As noted by other distinguished authorities, the Policy Guidelines create total confusion when it comes to sustaining the “at risk” requirement prior to the Post Conditional Residency Period. This includes:

  • 1. The concept of redeployment “related to engagement in commerce,” which in and of itself makes no sense. Is the making of a loan “engagement” in commerce? Is the acquisition of debt instruments such as bonds or the investment in a REIT engagement in commerce?
  • 2. The requirement that the redeployment must be “consistent with the scope of the NCE’s ongoing business.” Does this definition depend upon what business is authorized under the applicable corporate document? Can the corporate document be amended to include an expanded business model?
  • 3. The requirement of “similar loans” in a loan model. Is that a requirement or just a suggestion? What does that mean? Practically the only similar loan to an initial development loan would be one that involves redeployment in another development transaction. But, why should investors be exposed to a second risk of project completion after the jobs have been created by the initial investment? This makes no sense.
  • 4. Redeployment must occur “with a commercially reasonable time.” What does this mean? The time frame for non-Chinese vs. Chinese investors is totally different as noted above. Can there be different standards of reasonableness for these two classes of investors? It is noteworthy how long it currently takes to undertake the diligence, the loan closing (if a loan model) and the initial deployment of funds in another project. Surely USCIS does not intend to increase the risk to investors by requiring a rapid redeployment of funds into a new project that has not otherwise been properly settled and documented.
  • 5. Redeployment “must be adequately described in the I-526 record.” Again, if the corporate documents provide for the authority to redeploy in “at risk” activities that meet USCIS guidelines, then is this requirement otherwise satisfied? One assumes that the corporate document is part of the I-526 record. 

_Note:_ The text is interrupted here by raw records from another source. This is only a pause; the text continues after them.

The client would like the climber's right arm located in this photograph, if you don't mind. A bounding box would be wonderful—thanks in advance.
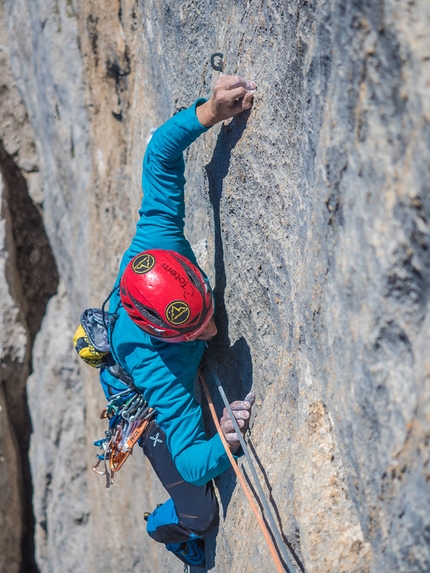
[117,75,256,275]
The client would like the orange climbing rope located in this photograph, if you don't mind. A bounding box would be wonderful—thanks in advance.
[199,371,287,573]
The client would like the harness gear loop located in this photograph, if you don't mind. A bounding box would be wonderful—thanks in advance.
[109,414,152,472]
[92,388,155,488]
[75,303,155,488]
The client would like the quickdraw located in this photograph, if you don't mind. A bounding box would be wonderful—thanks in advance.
[92,388,155,488]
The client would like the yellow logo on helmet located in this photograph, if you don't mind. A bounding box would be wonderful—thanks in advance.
[166,301,190,325]
[132,253,155,274]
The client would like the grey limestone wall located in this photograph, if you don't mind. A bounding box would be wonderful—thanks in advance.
[1,0,429,572]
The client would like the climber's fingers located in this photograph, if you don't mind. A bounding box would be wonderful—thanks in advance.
[196,75,257,127]
[212,75,257,117]
[220,392,255,445]
[216,74,256,94]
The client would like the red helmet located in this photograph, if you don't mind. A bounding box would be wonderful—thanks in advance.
[120,250,214,342]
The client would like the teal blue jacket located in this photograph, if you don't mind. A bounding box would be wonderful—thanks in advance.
[104,100,231,486]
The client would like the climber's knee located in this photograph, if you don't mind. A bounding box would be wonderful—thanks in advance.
[179,495,219,537]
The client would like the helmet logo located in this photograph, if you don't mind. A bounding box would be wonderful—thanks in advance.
[166,301,190,325]
[132,253,155,274]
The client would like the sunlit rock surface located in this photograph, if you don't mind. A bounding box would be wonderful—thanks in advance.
[1,1,429,572]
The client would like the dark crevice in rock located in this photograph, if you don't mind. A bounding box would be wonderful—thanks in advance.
[0,141,59,344]
[0,139,59,573]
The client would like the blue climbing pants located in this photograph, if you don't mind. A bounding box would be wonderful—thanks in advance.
[140,421,219,544]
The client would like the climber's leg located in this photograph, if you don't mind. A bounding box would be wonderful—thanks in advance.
[140,421,218,544]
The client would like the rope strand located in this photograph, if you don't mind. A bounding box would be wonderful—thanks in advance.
[199,371,291,573]
[207,365,296,572]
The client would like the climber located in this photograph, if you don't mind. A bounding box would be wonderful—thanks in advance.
[101,74,257,568]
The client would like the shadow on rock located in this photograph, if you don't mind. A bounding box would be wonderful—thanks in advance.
[201,111,255,570]
[200,337,253,571]
[204,110,251,355]
[244,441,306,573]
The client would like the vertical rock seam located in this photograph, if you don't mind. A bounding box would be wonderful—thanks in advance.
[0,140,58,573]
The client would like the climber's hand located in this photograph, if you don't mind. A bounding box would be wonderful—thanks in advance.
[220,392,255,453]
[196,75,257,127]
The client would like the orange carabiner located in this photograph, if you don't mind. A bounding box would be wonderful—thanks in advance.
[109,415,152,472]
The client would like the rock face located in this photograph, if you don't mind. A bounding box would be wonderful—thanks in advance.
[0,2,58,571]
[1,0,429,572]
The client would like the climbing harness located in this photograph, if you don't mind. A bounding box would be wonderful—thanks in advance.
[210,52,224,72]
[199,365,297,573]
[92,388,155,488]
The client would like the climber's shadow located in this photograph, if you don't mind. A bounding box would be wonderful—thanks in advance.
[204,110,250,351]
[198,111,254,570]
[243,443,306,573]
[199,337,253,572]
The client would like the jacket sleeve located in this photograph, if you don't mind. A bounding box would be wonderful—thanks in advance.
[123,338,233,485]
[118,99,209,275]
[111,100,231,485]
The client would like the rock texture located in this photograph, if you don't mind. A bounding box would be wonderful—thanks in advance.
[1,0,429,572]
[0,2,58,571]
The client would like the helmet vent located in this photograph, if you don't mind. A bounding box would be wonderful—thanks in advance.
[130,294,167,328]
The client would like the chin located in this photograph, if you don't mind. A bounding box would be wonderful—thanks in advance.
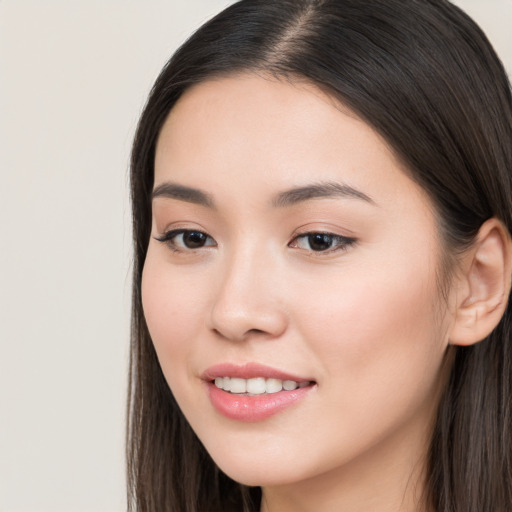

All of the above requirements not only create confusion from an immigration standpoint, but also create significant securities law and corporate implications with respect to advance disclosures and the provision for corporate flexibility. Offering documents will now need to be amended to take into account all of the above possibilities in addressing the ambiguities of the Policy Guidelines. It would appear as though the redeployment of NCE funds in marketable securities would not qualify under the Policy Guidelines since same would not be deemed “an actual commercial activity which involves the exchange of goods and services.” But a loan, which is a commercial activity, has nothing to do with the exchange of goods and services. The USCIS mentions as an example loans into more residential projects or “new municipal bond issuances, such as an infrastructure spending.” Does that imply that jobs have to be created? What is a similar activity? Does the asset class need to remain the same?

I pose that USCIS has created unintended consequences in establishing the above guidelines, which will hopefully be clarified and corrected based upon valid industry wide responses. But who knows how long this will take to correct? In the meantime, professionals will need to navigate the process by taking into account all of the above issues.